Drawing Down Retirement Savings – Do Pensions, Taxes and Government Transfers Matter Much for Optimal Decisions?

By Bonnie-Jeanne MacDonald (Independent), Richard J. Morrison (Independent), Marvin Avery (Human Resources and Skills Development), Lars Osberg (Dalhousie University)
This paper examines the importance of pensions (employment and social security), taxes and government transfers for alternative retirement savings drawdown strategies, based on Canadian evidence. Using as examples single elderly Canadians at the 10th, median and 90th percentiles of the income distribution, we use a lifetime utility framework to evaluate an illustrative set of six popular drawdown strategies. Our longitudinal dynamic micro-simulation model for Canada incorporates risk aversion, stochastic markets, stochastic mortality and the interactions among sources of retirement income within the complex Canadian tax and social benefit system, enabling us to rank six commonly advocated drawdown strategies and to ask whether incorporating pensions, taxes and transfers alters those rankings.
Our primary finding is that consideration of pensions, taxes and transfers does often alter the rankings of drawdown strategies for retirement savings.

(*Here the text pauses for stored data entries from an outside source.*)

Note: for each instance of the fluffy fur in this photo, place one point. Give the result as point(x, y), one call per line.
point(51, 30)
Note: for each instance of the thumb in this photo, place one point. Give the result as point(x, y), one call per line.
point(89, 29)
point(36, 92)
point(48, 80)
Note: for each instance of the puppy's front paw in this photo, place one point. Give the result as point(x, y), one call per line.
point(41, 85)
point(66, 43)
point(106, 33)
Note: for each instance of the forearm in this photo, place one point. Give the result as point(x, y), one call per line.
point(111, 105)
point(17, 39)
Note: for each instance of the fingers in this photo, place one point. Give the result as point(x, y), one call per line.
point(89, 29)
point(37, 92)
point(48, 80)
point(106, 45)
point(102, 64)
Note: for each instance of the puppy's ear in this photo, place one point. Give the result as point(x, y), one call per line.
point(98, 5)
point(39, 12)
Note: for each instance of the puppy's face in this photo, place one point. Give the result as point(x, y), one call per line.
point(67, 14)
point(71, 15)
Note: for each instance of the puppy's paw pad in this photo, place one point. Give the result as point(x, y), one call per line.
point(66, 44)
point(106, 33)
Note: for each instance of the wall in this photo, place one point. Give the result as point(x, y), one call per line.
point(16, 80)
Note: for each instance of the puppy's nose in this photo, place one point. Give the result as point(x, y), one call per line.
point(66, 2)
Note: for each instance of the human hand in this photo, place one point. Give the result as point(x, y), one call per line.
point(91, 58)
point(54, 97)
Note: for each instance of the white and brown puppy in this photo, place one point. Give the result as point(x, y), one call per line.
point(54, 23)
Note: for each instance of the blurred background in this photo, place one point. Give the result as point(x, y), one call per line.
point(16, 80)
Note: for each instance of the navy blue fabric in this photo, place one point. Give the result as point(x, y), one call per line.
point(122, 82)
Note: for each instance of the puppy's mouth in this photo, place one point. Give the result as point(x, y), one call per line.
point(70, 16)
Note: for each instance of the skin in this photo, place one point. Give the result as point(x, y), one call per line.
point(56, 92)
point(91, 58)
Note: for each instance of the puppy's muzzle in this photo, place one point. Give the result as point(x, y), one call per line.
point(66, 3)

Notably, and contrary to nearly all the research on this topic, annuitization is not always the best strategy once pensions, taxes and government transfers are modeled. Second, including consideration of pensions, taxes and transfers differentially alters the ranking of drawdown strategies – the effects are not uniform between males and females, across people at different points in the income distribution, and at different levels of risk aversion. Last, the drawdown strategy choice can be very important to the retirement financial welfare of some seniors, and nearly inconsequential for others – an issue ignored when only the drawdown of savings alone is considered.
Our findings show the importance of treating the evaluation of alternative drawdown strategies as a comprehensive and integrated problem by including all sources of income – including pensions, taxes and government transfers. Using restricted measures risks leading to simplistic, and possibly misleading, conclusions.